Süleyman Demirel’in çağrısıyla 1990 yılında siyasete adım atan Çiller, 1991 yılı seçimlerinde İstanbul milletvekili seçilen seçildi, Sosyal Demokrat Halkçı Parti ile kurulan, Süleyman Demirel’in başbakanlığındaki koalisyon hükümetinde ekonomiden sorumlu devlet bakanı olarak görev aldı. 1993-1996 yılları arasında Doğru Yol Partisi’nin başında başbakanlık görevini icra etti. Aktif siyaset hayatını bırakan Çiller, emeklilik yaşamına devam etmekte.

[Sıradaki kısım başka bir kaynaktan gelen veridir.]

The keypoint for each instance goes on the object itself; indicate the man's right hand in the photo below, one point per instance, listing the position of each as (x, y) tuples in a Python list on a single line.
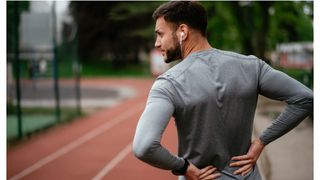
[(207, 173)]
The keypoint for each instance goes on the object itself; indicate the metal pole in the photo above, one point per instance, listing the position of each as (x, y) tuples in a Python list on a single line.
[(17, 66), (78, 69), (55, 64)]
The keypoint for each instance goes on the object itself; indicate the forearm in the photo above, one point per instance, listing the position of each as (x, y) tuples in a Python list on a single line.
[(146, 145), (277, 85)]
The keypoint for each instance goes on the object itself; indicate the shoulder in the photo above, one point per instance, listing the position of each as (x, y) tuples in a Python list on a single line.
[(229, 55)]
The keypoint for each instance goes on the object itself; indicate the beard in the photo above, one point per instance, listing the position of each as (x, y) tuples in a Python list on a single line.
[(173, 53)]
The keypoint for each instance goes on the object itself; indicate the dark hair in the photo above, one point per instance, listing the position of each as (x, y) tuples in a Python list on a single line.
[(188, 12)]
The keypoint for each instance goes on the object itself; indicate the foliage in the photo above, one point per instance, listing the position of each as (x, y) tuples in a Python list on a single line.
[(114, 29)]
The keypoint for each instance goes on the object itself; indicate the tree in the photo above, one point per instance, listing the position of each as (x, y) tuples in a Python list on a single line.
[(117, 30)]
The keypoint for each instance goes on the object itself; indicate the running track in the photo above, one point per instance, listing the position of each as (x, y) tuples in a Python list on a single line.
[(97, 146)]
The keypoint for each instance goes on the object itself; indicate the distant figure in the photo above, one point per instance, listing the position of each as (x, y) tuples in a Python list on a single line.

Fazıla Şevket Giz- İlk Kadın Profesör
Biyoloji alanında yaptığı akademik çalışmalarıyla bilinen Fazıla Şevket Giz Türkiye’nin ilk kadın profesörüdür. 1903 yılında dünyaya gelen ve yükseköğrenimi Amerika Mount Holyobe Üniversitesi’nde tamamlayan Giz, aynı üniversitenin biyoloji laboratuvarında üç ay çalışarak kendini geliştirdi. Daha sonra Türkiye’ye dönen Fazıla Şevket, aynı zamanda temel bilimler kategorisinde araştırma yazısı yayımlayan ilk kadın bilim insanı olma özelliğine de sahiptir.
Gerçekleştirilen üniversite reformuyla birlikte İstanbul Üniversitesi Fen Fakültesi’nde görev aldı ve aynı üniversitede profesör oldu. Türkiye’de Hidrobiyoloji alanının önünün açılmasını sağlayan Giz’e ait Omurgalıların Karşılaştırmalı Anatomisi (1944) adlı bir basılı kitabı mevcuttur.
Afife Jale – İlk Müslüman Kadın Tiyatro Sanatçısı
Türk tiyatrosunda sahneye çıkan ilk kadın oyuncu olan Afife Jale, 3 Nisan 1919 tarihinde, Hüseyin Suat‘ın Yamalar adlı oyununda, Emel rolü ile ilk kez sahneye çıktı ve çalışmalarını Cumhuriyet döneminde de devam ettirdi. Asıl ismi Afife olan sanatçı, bir oyunda “Jale” takma ismini kullandı ve daha sonraları Afife Jale adıyla anılmaya başlandı.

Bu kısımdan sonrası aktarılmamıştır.